Of course I follow the discussions of federal vs. state regulation of insurance, but one of my frustrations with what I often read and hear is the assertion that federal regulation represents efficiency, with the optional nature of a proposed federal charter representing competition among regulators. State regulation on the other hand is generally presented as immovable and irretrievably mired in inefficiency and insensitivity to competitive demands.   This appears to be the dominant theme at the AEI conference, yet it seems simplistic to me in several ways.   One of them is that when we make such a comparison, we are looking at a system that has yet to be fully conceived versus one that has a very long and complicated history.  Who among us can't dream?  The challenges obviously arise when systems are implemented and develop and are presented with difficult decisions and must draft regulations and deal with real life on both a day-to-day basis and in crisis.  Then inefficiencies and bureaucracies begin to take hold and grow.  I have not yet read or seen any reason why a federal agency would not completely dominate an alternative state system and simultaneously grow to become large and inefficient. 

But there is another option that has been proposed by some that I hear much less about, but which I find very interesting.  This option is called the Single-License Approach to Regulating Insurance and it is discussed in a paper authored by Henry N. Butler, Executive Director of the Searle Center on Law, Regulation and Economic Growth at Northwestern University School of Law and  Larry E. Ribstein, the Mildred van Voorhis Jones Chair in Law at University of Illinois College of Law.  The paper  is available for download at no charge from the Social Science Research Network. 
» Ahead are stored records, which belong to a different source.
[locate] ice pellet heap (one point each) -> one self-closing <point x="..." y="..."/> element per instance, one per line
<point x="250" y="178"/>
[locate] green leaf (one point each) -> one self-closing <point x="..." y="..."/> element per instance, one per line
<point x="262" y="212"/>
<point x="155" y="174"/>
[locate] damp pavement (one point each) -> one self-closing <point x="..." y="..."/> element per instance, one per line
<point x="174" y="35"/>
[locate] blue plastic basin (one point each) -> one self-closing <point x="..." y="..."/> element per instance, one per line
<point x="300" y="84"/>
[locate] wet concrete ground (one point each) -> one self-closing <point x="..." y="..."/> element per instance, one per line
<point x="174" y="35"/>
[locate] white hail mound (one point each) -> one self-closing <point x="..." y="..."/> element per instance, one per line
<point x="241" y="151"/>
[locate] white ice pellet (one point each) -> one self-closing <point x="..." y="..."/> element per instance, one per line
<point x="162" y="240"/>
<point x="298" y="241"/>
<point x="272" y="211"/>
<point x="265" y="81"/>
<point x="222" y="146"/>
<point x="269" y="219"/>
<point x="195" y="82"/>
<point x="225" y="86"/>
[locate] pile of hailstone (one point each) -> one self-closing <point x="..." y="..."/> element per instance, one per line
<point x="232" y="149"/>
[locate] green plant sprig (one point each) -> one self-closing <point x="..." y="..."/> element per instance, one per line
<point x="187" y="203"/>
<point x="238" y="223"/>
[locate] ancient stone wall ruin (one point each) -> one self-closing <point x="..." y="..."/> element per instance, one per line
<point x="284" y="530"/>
One of the comparisons with insurance regulation that I found interesting in this paper was that with corporate chartering and a more real jurisdictional competition.  We have all heard the banking comparison, but in looking at corporate chartering as another alternative with which to compare, a single license approach emerges that, to me, seems to offer a real and viable alternative to the overwhelmingly dominant federal regulation movement.